Music for Anxious Times
by Bob Pomeroy
I’ve been under a lot of stress lately. Work, the elections, melting glaciers are all swimming around in my noggin making me a ball of anxiety. Being a music writer helps, because sometimes, just the right music for the moment magically arrives in the mail. These calming jazz recordings have helped me through these anxious days and nights.
Dutch trumpeter Eric Vloeimans and American accordionist Will Holshouser have released an excellent album called Two for the Road. The album was recorded live at tour stops around the Netherlands. The music feels very European. It allows me to drift away to memories of lounging in an Amsterdam café listening to the buskers on the street.

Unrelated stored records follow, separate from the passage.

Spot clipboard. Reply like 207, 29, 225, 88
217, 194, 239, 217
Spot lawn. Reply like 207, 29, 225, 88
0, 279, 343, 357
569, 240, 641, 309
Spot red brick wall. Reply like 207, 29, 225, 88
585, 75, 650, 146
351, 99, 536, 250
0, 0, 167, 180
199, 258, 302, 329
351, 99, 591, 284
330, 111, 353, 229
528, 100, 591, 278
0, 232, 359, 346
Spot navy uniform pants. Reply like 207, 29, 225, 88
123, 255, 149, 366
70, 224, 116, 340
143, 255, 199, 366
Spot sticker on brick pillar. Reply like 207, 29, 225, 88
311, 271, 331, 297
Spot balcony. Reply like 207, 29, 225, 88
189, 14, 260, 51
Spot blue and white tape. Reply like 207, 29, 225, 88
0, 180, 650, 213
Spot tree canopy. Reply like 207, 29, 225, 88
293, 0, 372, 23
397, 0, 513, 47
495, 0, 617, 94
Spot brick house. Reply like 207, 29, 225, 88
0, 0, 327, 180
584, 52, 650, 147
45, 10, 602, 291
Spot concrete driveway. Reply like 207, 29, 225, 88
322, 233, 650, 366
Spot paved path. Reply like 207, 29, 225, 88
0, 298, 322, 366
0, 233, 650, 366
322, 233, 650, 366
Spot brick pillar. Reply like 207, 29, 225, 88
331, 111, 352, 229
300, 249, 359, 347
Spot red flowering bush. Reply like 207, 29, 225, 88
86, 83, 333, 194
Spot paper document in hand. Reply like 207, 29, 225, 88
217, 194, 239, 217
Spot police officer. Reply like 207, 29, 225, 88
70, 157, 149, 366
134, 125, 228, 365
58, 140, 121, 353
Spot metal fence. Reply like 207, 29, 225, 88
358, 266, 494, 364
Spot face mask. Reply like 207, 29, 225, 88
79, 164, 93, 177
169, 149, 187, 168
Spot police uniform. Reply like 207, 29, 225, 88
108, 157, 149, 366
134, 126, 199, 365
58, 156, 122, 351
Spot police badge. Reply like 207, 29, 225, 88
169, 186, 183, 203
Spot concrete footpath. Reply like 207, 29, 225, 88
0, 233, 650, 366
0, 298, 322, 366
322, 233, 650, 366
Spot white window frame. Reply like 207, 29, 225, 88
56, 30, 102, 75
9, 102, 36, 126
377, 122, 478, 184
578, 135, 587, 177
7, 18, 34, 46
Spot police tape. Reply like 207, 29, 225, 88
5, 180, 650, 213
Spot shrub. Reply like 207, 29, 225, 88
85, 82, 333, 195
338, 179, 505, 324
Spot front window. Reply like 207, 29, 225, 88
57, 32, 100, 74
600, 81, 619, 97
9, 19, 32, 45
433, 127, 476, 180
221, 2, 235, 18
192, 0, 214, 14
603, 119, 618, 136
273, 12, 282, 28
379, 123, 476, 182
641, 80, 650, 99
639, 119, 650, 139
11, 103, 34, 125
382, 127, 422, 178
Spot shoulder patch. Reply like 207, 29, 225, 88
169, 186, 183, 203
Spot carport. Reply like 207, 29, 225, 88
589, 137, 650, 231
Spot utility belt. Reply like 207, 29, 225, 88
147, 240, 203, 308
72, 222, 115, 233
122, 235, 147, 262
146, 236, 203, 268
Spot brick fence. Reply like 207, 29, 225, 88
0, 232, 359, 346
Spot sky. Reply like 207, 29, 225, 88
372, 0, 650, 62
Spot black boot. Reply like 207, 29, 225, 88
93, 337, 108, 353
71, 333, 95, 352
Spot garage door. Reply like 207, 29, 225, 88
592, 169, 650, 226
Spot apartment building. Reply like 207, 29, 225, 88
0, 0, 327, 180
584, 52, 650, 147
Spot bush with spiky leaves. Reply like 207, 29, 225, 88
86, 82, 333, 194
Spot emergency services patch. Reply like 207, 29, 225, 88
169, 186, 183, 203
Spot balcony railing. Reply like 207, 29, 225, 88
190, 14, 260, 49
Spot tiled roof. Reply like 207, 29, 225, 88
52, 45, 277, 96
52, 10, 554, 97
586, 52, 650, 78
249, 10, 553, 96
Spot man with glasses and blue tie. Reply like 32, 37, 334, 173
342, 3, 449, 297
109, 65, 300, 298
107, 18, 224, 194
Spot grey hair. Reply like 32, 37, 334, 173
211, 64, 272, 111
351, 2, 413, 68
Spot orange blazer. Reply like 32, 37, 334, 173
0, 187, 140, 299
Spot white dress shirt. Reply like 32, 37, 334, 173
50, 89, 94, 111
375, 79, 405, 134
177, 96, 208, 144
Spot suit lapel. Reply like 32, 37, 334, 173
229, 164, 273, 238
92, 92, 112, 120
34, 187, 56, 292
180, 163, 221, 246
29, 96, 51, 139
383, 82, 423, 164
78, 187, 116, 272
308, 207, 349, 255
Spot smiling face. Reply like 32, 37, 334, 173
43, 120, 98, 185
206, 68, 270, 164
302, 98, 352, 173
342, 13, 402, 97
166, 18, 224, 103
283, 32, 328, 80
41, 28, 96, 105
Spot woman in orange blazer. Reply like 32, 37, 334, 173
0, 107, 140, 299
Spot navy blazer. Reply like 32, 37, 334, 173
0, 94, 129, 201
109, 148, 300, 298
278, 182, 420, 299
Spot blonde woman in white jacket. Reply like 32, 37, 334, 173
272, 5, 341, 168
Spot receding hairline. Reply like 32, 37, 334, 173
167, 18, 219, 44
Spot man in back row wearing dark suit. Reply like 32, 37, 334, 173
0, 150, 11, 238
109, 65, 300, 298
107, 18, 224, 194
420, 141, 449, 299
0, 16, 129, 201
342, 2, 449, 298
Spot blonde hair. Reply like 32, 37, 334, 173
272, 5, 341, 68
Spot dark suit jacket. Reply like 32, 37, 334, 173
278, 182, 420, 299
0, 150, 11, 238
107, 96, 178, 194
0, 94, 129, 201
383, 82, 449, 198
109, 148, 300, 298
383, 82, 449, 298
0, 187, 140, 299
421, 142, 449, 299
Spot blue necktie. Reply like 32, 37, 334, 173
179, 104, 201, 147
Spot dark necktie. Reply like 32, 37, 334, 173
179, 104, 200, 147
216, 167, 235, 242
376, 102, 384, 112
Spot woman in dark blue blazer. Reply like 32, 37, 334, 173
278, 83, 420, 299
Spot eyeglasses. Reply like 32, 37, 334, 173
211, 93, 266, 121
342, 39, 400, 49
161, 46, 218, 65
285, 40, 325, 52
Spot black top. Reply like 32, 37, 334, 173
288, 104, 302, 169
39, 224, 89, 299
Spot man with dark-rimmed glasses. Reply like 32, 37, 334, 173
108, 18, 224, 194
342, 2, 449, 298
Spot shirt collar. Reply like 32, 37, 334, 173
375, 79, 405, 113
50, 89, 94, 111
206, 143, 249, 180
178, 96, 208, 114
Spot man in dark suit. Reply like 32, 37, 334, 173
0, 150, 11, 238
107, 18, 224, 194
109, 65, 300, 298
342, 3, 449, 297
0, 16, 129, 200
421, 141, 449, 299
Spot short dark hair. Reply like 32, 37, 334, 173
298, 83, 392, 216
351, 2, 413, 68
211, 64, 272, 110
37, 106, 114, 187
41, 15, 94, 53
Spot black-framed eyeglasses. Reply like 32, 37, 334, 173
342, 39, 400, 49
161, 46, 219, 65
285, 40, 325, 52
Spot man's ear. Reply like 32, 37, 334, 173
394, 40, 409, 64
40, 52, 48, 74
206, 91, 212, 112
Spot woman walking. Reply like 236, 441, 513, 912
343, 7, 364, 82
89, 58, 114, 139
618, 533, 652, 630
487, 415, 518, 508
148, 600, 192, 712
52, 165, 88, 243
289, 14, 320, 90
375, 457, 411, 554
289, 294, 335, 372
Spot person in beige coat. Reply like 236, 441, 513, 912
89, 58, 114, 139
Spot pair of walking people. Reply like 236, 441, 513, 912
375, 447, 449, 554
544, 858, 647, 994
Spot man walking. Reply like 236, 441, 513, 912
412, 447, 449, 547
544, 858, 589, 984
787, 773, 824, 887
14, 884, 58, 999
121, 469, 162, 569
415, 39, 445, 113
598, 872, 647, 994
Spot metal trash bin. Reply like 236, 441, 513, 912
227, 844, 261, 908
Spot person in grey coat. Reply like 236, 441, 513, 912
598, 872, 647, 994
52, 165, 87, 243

All About Jazz has described Vloeimans as one of Europe’s best trumpeters, with an easy-going attitude and great sense of humor. That sense of humor can be found in Two for the Road’s version of the Muppet classic, “Rainbow Connection.” Vloeimans’ foil on this album is Will Holshouser, an American accordionist who has worked with everyone from Suzanne Vega to Anthony Braxton. With the exception of the Muppet song, all the compositions are by Eric or Will.
I really love the interplay of Will’s reedy tone and Eric’s trumpet. The tunes on Two for the Road are relaxed and dreamy, just the sort of thing I need to hear while navigating rush hour traffic.
Josh Sinton’s solo album, Steve Lacy’s Book of Practioners, Vol, 1 “H” is not relaxing in the same way as Eric and Will’s record. It is a recording for solo baritone saxophone based on a collection of Steve Lacy compositions that were designed to challenge the player. As a throw-down challenge from one sax man to the generations, there is a lot of range in the sounds being produced. Most of the time Josh makes the pieces melodic and pleasing. Sometimes they drift into some pretty out-there places.
What I like about this album, even if it sometimes sounds like Josh is practicing scales, is the rich, reedy tone of his baritone sax. I don’t mind the occasional squeals and farts Sinton makes when he takes his horn into extended technique territory. I find the record of rather out-there compositions to be calming and relaxing.
Glenn Dickson’s debut solo album, Wider than the Sky, may be my top chill out album of the year. I’ve had anxiety about driving lately, and I find Glenn’s music calms and centers me. This is a major shift from Dickson’s previous recording with both traditional and experimental Klezmer bands.
Wider than the Sky is Glenn playing solo clarinet with live electronics. The atmospheres Dickson creates for his songs remind me of Brian Eno’s ambient work like Music for Airports. It’s a slowly moving cascade of sound. I imagine the backing electronics to be drifting clouds of sound. I like the contrast between the woody sound of the clarinet and the electronic sounds.
These are trying times for all of us. I always find refuge in music and art. Do whatever helps you stay sane, and we’ll get through this together.